Slashdot Asks: Will You Need the Windows XP Black Market?
NicknamesAreStupid (1040118) writes "As Whoever57 pointed out, there are some who will still get support for Microsoft Windows XP — the 'haves'. However, most will be the 'have nots.' Anytime you have such market imbalance, there is opportunity. Since Microsoft clearly intends to create a disparity, there will certainly be those who defy it. What will Microsoft do to prevent bootleg patches of XP from being sold to the unwashed masses? How will they stop China from supporting 100 million bootleg XP users? And how easily will it be to crack Microsoft's controls? How big will the Windows XP patch market be?"
There are a lot of businesses still on Windows XP; if you work for one of them, will the official end of life spur actually cause you to upgrade? (And if so, to what?)

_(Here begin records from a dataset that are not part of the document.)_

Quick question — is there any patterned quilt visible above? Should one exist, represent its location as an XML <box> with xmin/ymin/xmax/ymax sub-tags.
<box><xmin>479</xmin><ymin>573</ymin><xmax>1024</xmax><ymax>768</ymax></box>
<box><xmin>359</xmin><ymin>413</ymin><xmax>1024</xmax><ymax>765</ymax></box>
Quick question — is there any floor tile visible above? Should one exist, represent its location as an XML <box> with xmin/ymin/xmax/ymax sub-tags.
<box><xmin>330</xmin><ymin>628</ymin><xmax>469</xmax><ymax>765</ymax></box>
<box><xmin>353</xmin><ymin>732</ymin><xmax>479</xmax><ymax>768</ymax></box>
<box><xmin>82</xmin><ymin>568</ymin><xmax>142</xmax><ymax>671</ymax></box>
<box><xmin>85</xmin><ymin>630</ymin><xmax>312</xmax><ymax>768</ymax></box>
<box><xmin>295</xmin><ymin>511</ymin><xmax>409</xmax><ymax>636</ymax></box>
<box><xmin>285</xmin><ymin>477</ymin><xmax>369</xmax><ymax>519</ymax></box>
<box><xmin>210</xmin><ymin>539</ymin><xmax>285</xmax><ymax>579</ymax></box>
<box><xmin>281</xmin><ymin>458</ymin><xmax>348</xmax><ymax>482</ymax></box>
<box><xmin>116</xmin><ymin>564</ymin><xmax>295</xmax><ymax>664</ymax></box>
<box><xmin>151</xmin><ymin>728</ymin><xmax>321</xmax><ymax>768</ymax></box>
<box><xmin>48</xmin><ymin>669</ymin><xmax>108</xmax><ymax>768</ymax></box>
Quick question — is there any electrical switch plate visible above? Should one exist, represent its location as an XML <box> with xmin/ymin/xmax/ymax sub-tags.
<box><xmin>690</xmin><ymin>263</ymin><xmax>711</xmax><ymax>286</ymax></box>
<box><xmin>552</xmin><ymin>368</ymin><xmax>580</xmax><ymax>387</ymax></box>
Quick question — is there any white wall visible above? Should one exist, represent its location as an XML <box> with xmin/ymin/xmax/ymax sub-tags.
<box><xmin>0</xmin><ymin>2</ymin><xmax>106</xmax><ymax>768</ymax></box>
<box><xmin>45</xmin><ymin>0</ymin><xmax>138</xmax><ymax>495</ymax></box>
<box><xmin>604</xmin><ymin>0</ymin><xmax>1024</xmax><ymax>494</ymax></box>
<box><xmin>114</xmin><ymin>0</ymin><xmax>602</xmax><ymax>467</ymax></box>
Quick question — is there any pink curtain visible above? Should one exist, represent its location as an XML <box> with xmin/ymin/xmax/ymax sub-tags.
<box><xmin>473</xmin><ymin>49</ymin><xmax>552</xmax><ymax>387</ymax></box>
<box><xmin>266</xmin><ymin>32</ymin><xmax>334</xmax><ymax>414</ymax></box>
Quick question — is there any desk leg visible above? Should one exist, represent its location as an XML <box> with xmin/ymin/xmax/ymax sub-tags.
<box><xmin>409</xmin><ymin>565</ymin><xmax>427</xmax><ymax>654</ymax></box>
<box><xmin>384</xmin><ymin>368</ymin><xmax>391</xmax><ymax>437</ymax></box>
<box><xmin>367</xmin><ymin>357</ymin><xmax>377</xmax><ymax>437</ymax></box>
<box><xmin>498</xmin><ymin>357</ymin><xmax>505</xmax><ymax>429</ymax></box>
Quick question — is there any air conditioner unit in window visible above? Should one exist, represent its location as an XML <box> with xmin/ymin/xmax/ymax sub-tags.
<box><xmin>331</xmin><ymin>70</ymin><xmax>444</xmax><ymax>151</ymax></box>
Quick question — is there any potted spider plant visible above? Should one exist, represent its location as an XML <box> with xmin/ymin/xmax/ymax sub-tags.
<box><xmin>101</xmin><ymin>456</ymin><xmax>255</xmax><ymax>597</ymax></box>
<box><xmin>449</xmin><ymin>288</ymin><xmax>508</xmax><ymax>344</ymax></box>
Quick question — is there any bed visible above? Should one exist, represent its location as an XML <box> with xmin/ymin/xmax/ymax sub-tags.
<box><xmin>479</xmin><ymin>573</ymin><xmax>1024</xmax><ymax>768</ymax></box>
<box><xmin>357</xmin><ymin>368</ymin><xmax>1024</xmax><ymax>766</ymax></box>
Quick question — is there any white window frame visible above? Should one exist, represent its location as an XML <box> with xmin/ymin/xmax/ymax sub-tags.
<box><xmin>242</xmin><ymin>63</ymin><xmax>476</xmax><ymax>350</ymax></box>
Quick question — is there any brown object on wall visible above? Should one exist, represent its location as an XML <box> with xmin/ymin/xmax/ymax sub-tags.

It costs a lot more than a new PC to upgrade thousands of PCs. Imaging, deployment, backup/restore processes for the end users is just the beginning. Upgrading dozens, hundreds, or thousands of individual customized applications to be compatible with Windows 7 is an absolute nightmare. I know all about this just from upgrading my relatively small workplace from XP to 7. It was a fight just to get core, mission critical apps to work with IE 9; 10 and 11 are out of the question. Lots of cash to vendors and app support folks, lots of cash to deployment specialists, lots of overtime. Adds up to a LOT of money.
By the way: $9 million over 680,000 PCs is $13 per PC. That's less than we paid per PC to have a contractor come in and physically install new machines at desks, and completely ignores the cost of OS licensing, hardware, support, and the thousands and thousands of man hours the IT department spent with associated tasks.